Protocols and Order Sets: The development of the EHR has resulted in many clinical protocols (which were once embedded in policies) being built into order sets that are presented to clinicians as part of their daily routine. This is definitely a leaner practice, but it is often applied inconsistently. In such cases the frontline may find some protocols in the EHR, some on paper, and some still in the body of a policy. Have the team assess all of the applicable protocols and order sets (for all disciplines, not just physicians). Determine whether they are in line with the Practice Guidelines previously identified and if any protocols that are incorporated in policies can more effectively be built into the EHR.

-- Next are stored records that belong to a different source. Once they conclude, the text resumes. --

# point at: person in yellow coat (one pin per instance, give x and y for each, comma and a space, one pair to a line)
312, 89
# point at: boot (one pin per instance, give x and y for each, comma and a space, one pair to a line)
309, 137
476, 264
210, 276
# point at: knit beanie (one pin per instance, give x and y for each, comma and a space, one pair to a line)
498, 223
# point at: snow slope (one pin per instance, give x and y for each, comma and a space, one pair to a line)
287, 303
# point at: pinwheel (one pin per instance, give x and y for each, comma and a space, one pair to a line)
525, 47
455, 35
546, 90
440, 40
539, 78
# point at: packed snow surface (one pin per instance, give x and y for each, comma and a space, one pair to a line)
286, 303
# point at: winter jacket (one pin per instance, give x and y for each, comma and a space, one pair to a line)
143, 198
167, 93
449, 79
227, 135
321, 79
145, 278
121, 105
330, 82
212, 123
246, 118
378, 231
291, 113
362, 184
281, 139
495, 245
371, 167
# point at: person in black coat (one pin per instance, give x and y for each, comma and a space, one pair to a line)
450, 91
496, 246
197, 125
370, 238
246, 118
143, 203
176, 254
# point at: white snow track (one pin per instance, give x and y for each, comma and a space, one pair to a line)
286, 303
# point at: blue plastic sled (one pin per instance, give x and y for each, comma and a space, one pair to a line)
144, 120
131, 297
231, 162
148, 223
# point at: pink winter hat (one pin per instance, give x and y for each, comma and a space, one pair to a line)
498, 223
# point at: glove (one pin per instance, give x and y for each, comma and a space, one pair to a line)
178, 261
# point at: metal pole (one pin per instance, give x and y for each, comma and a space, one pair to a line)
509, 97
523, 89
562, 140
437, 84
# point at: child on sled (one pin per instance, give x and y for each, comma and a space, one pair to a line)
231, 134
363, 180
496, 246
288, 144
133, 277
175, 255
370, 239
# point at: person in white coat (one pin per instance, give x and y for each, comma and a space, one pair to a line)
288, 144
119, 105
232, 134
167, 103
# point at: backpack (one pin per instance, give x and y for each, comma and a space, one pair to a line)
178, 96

Patient Education Material: In many organizations, the educational content provided to patients is determined individually by each clinician. It is not uncommon to find a file cabinet in the nurses' station with outdated material, or clinicians searching WebMD for educational content they can print on demand. This inconsistency in practice places the patient, the clinician, and the organization at risk. The improvement team should clearly identify which patient education material should be utilized and ensure it is easily accessible (preferably via a quick link in the EHR).

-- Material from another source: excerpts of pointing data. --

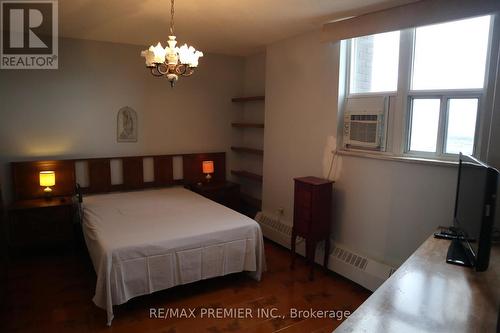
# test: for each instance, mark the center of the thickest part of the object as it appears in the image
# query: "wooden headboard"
(98, 173)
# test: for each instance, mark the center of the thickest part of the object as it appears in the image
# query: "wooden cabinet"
(312, 216)
(225, 193)
(3, 253)
(41, 224)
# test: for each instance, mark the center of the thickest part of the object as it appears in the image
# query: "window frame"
(401, 116)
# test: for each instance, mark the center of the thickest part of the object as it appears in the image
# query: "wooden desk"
(428, 295)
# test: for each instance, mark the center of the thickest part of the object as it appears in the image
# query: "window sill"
(405, 159)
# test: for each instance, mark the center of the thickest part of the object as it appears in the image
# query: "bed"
(145, 241)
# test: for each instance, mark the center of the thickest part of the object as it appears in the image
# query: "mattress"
(146, 241)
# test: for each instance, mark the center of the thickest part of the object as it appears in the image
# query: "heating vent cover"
(350, 258)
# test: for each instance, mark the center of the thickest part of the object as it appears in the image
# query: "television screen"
(474, 208)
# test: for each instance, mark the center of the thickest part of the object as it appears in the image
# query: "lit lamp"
(47, 179)
(208, 168)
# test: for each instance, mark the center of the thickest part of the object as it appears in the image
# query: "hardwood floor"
(54, 294)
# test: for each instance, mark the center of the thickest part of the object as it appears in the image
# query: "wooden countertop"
(428, 295)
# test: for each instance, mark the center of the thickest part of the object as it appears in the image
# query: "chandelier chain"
(172, 12)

Patient Care Documentation: It is no secret that the complexity of EHR documentation is contributing significantly to clinician burnout. Most disciplines are documenting far more information than they ever did in the paper environment, and although some of this contributed to improved patient safety, much of it is redundant and unnecessary. Have the team examine what is being recorded and when, by every discipline, and determine whether there is an opportunity to optimize the documentation. If a hybrid paper/EHR process exists, create a plan to automate all of it as soon as possible. Living in both worlds is a huge source of waste and inefficiency in healthcare.
Professional Development: Many project teams feel the need to "educate" prior to rolling out a new process, which often takes the form of a PowerPoint presentation in an online module outlining the new expectations. The problem is, most clinicians are inundated by such "education", and rarely take the time to truly understand the content. Have the team ask themselves: does the change they are proposing require education or communication? Often, communication is all that is required, which involves much less time and effort on everyone's part than true education does. If however, the team determines that education is necessary, then ensure the content is incorporated into the overall professional development process, including competency validation and orientation. Creating an additional layer is burdensome to the frontline, and generally ineffective.

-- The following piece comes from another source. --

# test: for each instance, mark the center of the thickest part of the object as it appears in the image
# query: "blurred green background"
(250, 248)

Incorporating these "Six Ps of Clinical Practice" as part of the PDSA cycle for every project will set the foundation for sustaining improvement in the long run. Although this can be a daunting task for organizations with tens of thousands of such documents, the impact on the frontline's ability to know what is expected of them is worth the time and effort. Adopting a more formalized approach to managing the documents that guide clinical practice will improve patient safety, help to reduce clinician burnout, and mitigate financial risk to the organization.